Hydroelectric Development in Mexico, Palestine, and the U.S. South: Three Cases of Modern State Coproduction

AHA Session 107
Saturday, January 3, 2015: 10:30 AM-12:00 PM
Murray Hill Suite A (New York Hilton, Second Floor)
Chair:
Isa Blumi, Georgia State University
Comment:
The Audience

Session Abstract

This proposed panel explores the idea that the manipulation of nature has been central to the often contentious and painful process of modern state formation and that the project of modernity produced certain types of nature to be put to use for the greater national good. These uneven and contested processes of co-production become especially clear, as the proposed papers demonstrate, upon consideration of alterations to waterscapes for the generation of hydroelectricity in developing regions around the globe.

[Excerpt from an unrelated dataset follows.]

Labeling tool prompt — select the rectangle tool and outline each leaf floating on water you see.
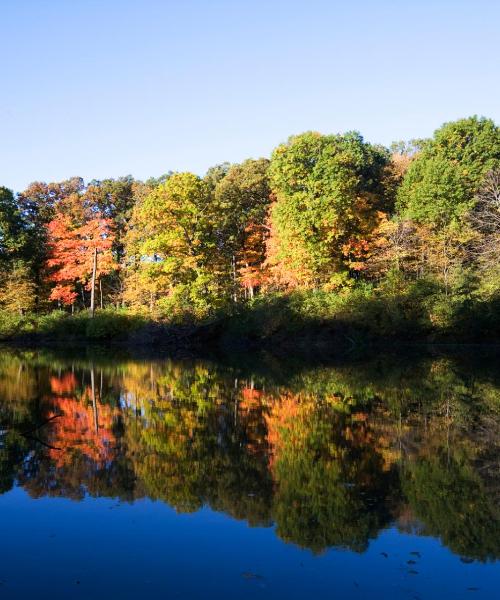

Jonathan Hill’s paper analyzes the introduction of hydroelectric power into late-nineteenth-century Mexico during the modernizing presidency of Porfirio Díaz. Driven by North American capital and technology, this process transformed longstanding patterns of land and water use and triggered wider debates over the proper relationship of the state, private business interests, and individuals in appropriating natural resources. Fredrik Meiton’s paper explores the political economy of two Levantine rivers, the Jordan and the Yarmuk, as they were transformed, in the 1920s and 1930s, into national boundary markers and the site of hydroelectric power generation. Casey Cater’s paper examines the public-private clash over a proposed federal dam on the Savannah River in the early post-World War II US South. The outcome of this struggle—fought centrally over whether private capital or public interests would control nature and electricity—had broad implications for the role of the American state at the dawn of the Cold War and for the second half of the twentieth century. While each of the proposed papers considers a different region and different issues through the first half of the twentieth century, the panel as a whole speaks to scholars' broader concerns about energy development, environmental change, and political economy in global context, suggesting that people’s imaginations of, actions upon, and clashes over nature have been inextricably intertwined with the evolution of the modern state.